4 The Proposed Variable Selection Method

The new variable selection method which is a modification of the Leave-one-out cross-validation (LOOCV) method [38–40] is proposed to address the problems inherent with the all-possible subset approach. This is aimed at obtaining a subset of predictor variables that is superior both in terms of the number and combination of the predictor variables, as well as the hit rate obtained when used as training sample with less computational expense. This proposed variable selection method helps obtain a superior subset of predictors from the list of already identified potential predictor variables. The outline of the proposed variable selection method is described as follows:

Suppose we are given a data set (or a historical sample, $D_N )$ that consists of N samples $\left\{ {\left( {x_i ,y_i } \right) } \right\} _{i=1}^N $, where $x_i \in \mathfrak {R}^{P}$ are the corresponding predictor variable vectors and $y_i \in \left\{ {1, 2, \ldots ,K} \right\} $ is the group label for the ith sample. Let $D_N =\left[ {x_1 , x_2 , \ldots ,x_N } \right] \in \mathfrak {R}^{P \times N}$ be the historical sample data matrix.

1.
Using $D_N $, we build a PDF and obtain its hit rate. The obtained hit rate otherwise known as cutoff hit rate, $P_C^{\left( a \right) } $ for this study will serve as an information criterion.

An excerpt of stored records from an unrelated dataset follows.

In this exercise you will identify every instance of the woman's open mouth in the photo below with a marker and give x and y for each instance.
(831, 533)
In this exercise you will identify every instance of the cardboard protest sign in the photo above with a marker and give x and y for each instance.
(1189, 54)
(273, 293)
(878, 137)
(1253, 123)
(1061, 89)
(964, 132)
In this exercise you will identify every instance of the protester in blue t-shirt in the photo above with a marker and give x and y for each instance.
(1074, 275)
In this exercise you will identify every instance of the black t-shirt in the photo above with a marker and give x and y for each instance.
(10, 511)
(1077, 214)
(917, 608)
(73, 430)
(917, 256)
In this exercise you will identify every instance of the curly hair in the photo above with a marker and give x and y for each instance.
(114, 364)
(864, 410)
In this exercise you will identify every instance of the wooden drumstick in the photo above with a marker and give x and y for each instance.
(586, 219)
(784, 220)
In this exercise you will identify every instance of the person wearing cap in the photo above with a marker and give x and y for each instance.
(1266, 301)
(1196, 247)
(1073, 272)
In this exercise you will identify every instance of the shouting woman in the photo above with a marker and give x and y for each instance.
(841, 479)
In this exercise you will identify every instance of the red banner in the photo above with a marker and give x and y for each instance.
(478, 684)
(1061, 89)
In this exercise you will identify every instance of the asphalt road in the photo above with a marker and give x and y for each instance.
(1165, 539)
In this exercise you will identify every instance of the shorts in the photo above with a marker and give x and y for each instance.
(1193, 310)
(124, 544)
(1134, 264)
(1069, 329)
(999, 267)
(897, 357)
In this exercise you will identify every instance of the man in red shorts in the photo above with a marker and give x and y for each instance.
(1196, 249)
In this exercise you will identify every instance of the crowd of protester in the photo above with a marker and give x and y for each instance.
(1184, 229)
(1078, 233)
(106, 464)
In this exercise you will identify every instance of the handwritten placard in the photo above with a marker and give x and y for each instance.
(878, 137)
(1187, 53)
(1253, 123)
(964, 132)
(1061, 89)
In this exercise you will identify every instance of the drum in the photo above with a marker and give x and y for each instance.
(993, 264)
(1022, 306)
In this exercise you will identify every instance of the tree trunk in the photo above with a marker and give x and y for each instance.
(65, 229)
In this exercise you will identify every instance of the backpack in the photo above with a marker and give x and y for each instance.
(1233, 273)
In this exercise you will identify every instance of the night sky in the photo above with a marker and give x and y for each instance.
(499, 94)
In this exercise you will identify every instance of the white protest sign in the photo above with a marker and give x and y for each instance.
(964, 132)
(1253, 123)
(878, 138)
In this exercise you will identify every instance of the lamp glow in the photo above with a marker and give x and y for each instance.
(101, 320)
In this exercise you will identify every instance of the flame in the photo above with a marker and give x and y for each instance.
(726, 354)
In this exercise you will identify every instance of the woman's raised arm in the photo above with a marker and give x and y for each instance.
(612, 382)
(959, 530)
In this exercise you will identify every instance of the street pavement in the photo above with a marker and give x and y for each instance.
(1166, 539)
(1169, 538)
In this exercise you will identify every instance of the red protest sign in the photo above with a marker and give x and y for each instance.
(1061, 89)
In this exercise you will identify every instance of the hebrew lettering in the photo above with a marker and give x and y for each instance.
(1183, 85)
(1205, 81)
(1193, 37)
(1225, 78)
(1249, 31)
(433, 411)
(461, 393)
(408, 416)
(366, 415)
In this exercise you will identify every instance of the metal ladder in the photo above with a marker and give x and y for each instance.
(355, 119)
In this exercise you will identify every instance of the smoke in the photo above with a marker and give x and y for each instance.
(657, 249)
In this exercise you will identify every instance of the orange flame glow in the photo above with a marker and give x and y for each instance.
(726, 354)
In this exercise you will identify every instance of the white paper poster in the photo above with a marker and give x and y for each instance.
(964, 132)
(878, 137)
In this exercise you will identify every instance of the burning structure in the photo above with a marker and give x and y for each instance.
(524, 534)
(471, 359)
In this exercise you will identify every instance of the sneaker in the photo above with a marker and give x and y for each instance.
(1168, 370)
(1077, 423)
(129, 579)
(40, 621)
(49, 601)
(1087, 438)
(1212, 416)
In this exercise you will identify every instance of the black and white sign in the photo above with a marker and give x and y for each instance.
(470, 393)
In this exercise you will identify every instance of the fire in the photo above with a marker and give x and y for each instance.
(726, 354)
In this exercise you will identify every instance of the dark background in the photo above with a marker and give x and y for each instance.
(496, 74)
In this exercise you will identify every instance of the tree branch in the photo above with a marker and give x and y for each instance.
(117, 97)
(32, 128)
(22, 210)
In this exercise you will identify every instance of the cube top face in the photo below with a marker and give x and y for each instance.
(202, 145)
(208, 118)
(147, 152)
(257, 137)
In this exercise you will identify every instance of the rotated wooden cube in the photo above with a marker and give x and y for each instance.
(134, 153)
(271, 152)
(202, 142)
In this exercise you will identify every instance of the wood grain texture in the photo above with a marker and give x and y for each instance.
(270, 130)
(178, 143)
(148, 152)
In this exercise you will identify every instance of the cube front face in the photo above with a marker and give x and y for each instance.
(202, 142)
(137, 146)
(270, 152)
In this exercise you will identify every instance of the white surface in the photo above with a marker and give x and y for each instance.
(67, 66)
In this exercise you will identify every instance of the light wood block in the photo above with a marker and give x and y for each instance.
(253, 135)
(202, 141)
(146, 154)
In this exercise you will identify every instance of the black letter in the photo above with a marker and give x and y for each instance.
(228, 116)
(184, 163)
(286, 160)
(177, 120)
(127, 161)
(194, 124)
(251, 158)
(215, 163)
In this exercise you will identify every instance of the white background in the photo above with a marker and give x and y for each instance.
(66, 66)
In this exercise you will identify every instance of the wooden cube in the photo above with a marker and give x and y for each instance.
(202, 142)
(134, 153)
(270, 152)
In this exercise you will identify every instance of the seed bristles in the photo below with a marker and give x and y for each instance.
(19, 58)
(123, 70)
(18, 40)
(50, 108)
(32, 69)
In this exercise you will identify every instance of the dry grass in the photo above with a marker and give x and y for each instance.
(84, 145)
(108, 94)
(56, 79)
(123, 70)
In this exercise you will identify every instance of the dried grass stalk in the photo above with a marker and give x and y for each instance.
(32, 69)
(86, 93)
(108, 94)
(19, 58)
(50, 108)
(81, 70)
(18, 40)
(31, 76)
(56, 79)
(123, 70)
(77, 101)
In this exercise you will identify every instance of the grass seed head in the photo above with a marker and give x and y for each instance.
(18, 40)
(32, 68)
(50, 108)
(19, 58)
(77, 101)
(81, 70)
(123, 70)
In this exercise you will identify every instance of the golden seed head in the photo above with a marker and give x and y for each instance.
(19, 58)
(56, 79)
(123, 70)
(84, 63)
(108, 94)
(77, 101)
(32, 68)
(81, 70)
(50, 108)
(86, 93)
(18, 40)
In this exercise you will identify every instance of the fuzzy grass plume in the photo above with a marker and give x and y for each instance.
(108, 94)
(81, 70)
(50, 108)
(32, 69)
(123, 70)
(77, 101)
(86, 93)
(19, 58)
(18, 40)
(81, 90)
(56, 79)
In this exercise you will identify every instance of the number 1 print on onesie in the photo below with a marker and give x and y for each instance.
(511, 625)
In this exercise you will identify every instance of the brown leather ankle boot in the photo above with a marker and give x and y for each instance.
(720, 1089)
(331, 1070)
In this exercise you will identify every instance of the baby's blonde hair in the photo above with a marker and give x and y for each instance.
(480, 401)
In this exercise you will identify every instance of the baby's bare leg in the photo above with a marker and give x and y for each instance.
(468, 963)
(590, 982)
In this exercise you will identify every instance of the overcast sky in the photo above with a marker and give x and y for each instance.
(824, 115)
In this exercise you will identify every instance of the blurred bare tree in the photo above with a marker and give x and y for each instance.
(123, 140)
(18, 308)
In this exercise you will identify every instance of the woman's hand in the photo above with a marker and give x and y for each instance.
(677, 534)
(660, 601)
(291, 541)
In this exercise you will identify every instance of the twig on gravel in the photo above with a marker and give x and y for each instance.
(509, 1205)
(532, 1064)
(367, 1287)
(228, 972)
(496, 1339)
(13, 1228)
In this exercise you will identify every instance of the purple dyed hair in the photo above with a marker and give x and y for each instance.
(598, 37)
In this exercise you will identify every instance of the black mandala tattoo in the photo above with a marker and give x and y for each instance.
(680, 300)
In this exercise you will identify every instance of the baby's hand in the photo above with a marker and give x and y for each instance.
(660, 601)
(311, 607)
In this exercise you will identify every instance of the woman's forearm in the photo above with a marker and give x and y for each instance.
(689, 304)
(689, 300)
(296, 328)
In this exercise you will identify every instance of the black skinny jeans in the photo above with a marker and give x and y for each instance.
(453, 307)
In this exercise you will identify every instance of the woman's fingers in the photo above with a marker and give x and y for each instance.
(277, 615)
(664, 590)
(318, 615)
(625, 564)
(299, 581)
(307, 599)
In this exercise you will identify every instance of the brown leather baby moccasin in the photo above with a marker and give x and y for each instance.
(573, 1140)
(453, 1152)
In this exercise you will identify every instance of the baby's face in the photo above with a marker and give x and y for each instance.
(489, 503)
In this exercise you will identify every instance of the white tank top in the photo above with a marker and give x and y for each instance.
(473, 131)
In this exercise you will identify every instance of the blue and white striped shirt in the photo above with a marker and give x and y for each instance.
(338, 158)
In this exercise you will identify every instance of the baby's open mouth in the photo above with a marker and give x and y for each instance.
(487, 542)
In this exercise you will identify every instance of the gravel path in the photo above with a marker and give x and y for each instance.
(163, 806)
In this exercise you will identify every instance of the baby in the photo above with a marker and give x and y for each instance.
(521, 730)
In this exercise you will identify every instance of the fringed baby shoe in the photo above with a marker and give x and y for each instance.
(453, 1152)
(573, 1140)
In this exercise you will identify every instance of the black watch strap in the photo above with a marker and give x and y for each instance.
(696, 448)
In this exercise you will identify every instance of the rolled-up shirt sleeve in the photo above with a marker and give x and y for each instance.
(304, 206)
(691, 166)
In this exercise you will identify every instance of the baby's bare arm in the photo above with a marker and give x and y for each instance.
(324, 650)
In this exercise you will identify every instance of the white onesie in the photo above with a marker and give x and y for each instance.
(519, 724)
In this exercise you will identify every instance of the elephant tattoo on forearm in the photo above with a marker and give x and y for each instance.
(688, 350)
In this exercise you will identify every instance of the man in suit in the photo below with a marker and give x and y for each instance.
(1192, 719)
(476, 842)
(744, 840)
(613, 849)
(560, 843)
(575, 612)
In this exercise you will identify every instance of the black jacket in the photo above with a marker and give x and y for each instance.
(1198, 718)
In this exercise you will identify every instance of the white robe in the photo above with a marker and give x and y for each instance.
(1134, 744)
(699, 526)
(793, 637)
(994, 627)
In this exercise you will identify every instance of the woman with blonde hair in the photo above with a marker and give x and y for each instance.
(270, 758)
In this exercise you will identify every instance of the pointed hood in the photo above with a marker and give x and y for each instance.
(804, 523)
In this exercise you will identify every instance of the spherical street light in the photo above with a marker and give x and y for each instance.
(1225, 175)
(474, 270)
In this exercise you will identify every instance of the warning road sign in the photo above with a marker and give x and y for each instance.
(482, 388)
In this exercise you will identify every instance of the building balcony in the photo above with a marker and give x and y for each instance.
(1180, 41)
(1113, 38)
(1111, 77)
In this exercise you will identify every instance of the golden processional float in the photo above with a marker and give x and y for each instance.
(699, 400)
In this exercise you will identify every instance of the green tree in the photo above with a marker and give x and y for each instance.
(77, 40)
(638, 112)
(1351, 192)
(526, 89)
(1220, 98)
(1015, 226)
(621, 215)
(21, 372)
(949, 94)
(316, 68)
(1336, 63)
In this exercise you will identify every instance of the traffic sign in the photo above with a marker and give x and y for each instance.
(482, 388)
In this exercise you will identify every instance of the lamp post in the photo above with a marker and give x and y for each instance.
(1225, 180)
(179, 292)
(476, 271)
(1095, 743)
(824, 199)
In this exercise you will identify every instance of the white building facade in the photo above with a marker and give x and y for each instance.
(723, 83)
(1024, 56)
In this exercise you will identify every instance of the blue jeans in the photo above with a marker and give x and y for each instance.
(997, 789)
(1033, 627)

If we let
$$\begin{aligned} d_j =\left\{ {{\begin{array}{ll} 1&{}\quad \mathrm{if} \;\hat{Z} _j =Z_j \\ 0&{}\quad \mathrm{otherwise} \\ \end{array} }} \right. \end{aligned}$$
Where $\hat{Z}_j $ is the predicted response for the jth observation in the historical sample, $D_N $, $Z_j $ is the value of the jth observation in the historical sample, $D_N $. The cutoff hit rate which serves as an information criterion to determine which variable will be dropped and which variable will be retained is given as
$$\begin{aligned} P_C^{\left( a \right) } = \frac{1}{N} \left( {\sum _{j=1}^N {d_j } } \right) \times 100 \end{aligned}$$
(4.1)
where N is the total number of cases over all groups.
2.
Next, we removed the first predictor variable, $\hbox {X}_{1}$ and obtain its associated hit rate on the remaining variables before replacing it. The obtained hit rate which serves as estimate of variable $\hbox {X}_{1}$ individual or unique contribution is denoted by $P_1 ^{\left( a \right) }$. If we let
$$\begin{aligned} d_j =\left\{ \begin{array}{ll} 1&{}\quad \mathrm{if} \;\hat{Z}_j ^{-X_1 } =Z_j \\ 0&{}\quad \mathrm{otherwise} \\ \end{array} \right. \end{aligned}$$
where $\hat{Z}_j^{-X_1 } $ is the predicted response for the jth observation computed with the first variable removed from the historical sample, $D_N $, $Z_j $ is the value of the jth observation in the training sample, $D_N^{\left( t \right) } $. Variable $\hbox {X}_{1}$ associated hit rate, $P_1 ^{\left( a \right) }$ is given as
$$\begin{aligned} P_1^{\left( a \right) } = \frac{1}{N} \left( {\sum _{j=1}^N {d_j } } \right) \times 100 \end{aligned}$$
(4.2)
where N is the total number of cases over all groups
3.
This process is repeated for the remaining variables in the historical sample, $D_N $ to obtain a list of associated hit rates, $P_1 ^{\left( a \right) }$, ..., $P_P ^{\left( a \right) }$ corresponding to the unique contributions of the variable list $\hbox {X}_{1}, \ldots , \hbox {X}_{\mathrm{p}}$ in the historical sample, $D_N$. Therefore, a total of P + 1 subsets of predictors or $\hbox {PDF}_{\mathrm{S}}$ hit rates need be assessed.
4.
If any of the obtained associated hit rates $P_1 ^{\left( a \right) }$, ..., $P_P ^{\left( a \right) }$ is equal or greater than the cutoff hit rate, $P_C^{\left( a \right) } $, the variable associated with that hit rate will be dropped from the analysis, otherwise it is retained. The set of retained variables whose associated hit rates are lower than the cutoff hit rate becomes the best set of predictor variables with significant independent and combined contribution. This unique set of predictors will now be chosen as the superior subset of predictors (or training sample) from the historical sample, the superior subset is given as
$$\begin{aligned} D_n =\left[ {x_1^*, x_2^*,\ldots ,x_P^*} \right] \end{aligned}$$
(4.3)
where $x_i^*$ are the variables whose associated hit rates is strictly less than the cutoff hit rate

5 Computational Results

To investigate the performance of the proposed variable selection method, two real world data sets were used. These computational examples consist of comparing our proposed method with that of the all-possible subset approach. All the analysis was done using SPSS 16.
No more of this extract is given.